Hacker News new | ask | show | jobs
by dap 4950 days ago
Great post, showing admirable dedication to software reliability and a solid understanding of memory issues.

One of the suggestions was that the kernel could do more. Solaris-based systems (illumos, SmartOS, OmniOS, etc.) do detect both correctable and uncorrectable memory issues. Errors may still cause a process to crash, but they also raise faults to notify system administrators what's happened. You don't have to guess whether you experienced a DIMM failure. After such errors, the OS then removes faulty pages from service. Of course, none of this has any performance impact until an error occurs, and then the impact is pretty minimal.

There's a fuller explanation here: https://blogs.oracle.com/relling/entry/analysis_of_memory_pa...

3 comments

I don't think enough people appreciate just how awesome of an OS Solaris was. I never had opportunity to deploy it full-scale for any projects, but I lamented the loss of great potential when it "died."
It didn't die.
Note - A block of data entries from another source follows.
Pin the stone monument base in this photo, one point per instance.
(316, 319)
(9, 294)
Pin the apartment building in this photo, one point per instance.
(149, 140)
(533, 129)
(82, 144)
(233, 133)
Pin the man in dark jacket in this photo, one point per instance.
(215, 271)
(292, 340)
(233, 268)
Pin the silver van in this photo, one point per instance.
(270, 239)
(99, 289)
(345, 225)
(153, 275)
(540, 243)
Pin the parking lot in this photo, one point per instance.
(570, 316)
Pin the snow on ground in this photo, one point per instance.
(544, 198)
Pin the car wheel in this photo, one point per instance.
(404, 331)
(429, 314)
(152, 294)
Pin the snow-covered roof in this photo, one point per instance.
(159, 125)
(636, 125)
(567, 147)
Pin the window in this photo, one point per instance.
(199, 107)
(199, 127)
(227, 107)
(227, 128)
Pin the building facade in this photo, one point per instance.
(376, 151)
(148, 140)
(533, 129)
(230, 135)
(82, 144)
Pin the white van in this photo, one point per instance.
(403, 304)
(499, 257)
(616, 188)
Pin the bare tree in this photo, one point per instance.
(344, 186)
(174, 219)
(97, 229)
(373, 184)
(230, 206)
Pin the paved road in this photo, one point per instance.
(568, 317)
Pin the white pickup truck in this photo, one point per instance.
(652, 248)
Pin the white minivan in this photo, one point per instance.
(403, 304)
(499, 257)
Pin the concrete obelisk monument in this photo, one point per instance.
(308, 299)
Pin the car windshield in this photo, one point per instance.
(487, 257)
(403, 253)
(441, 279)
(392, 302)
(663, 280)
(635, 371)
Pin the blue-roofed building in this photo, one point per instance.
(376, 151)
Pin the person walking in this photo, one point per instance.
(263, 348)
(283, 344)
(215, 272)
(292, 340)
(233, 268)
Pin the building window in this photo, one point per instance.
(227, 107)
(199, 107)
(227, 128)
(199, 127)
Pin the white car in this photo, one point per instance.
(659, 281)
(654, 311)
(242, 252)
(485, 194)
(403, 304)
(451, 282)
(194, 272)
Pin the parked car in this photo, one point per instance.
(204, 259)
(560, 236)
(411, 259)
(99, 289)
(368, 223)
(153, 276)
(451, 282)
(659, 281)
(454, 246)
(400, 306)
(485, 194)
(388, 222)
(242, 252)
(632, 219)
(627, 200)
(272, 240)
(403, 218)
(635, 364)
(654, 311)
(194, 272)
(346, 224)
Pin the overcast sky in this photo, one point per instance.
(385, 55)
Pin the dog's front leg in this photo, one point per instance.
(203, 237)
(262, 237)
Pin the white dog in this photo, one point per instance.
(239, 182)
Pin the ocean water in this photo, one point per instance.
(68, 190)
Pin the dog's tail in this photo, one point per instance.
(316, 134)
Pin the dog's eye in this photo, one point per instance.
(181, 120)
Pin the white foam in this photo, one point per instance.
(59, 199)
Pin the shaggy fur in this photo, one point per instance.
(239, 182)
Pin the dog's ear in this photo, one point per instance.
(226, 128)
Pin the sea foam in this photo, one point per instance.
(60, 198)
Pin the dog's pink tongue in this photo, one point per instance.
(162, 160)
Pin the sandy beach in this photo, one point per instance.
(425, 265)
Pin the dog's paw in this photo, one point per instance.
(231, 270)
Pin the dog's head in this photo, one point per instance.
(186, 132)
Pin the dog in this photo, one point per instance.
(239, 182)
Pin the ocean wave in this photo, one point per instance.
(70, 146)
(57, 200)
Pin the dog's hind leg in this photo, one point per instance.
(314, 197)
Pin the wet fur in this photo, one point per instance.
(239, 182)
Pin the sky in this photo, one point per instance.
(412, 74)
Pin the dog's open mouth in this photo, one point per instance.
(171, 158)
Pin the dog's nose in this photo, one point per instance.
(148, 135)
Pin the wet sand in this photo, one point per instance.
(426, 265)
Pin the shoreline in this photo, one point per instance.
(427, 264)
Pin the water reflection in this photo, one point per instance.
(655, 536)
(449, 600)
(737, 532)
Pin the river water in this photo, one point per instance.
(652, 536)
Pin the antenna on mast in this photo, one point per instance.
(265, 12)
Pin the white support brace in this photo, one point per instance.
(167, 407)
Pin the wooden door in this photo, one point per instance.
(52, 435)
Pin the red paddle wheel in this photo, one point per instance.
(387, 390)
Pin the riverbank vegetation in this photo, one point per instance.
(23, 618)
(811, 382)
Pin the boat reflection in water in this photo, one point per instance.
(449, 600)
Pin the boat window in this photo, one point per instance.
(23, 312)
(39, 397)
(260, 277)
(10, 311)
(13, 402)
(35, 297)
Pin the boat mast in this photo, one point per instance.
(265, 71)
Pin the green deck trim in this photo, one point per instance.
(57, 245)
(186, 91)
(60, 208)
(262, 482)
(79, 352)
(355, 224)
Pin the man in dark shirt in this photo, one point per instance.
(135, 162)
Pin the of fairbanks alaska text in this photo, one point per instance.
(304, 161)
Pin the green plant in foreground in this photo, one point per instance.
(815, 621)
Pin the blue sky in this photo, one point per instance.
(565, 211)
It was forked by the community when Oracle close-sourced it. The community fork (called illumos) is being actively developed by multiple companies, which have done significant new feature work (e.g., http://dtrace.org/blogs/wdp/2011/03/our-zfs-io-throttle/).
The first and only time I used Solaris, I tried to run our application and got the error "System out of colors" or some such. Swore then and there never to use it again if I could help it.
Linux kernels also do that memory thing (and have done it for years), just FYI. Either through MCE or EDAC. Not really that special.

Pro-tip: use ECC memory on servers. The end.

Thank you for the interesting link dap.
I take it you know about /var/log/mcelog ?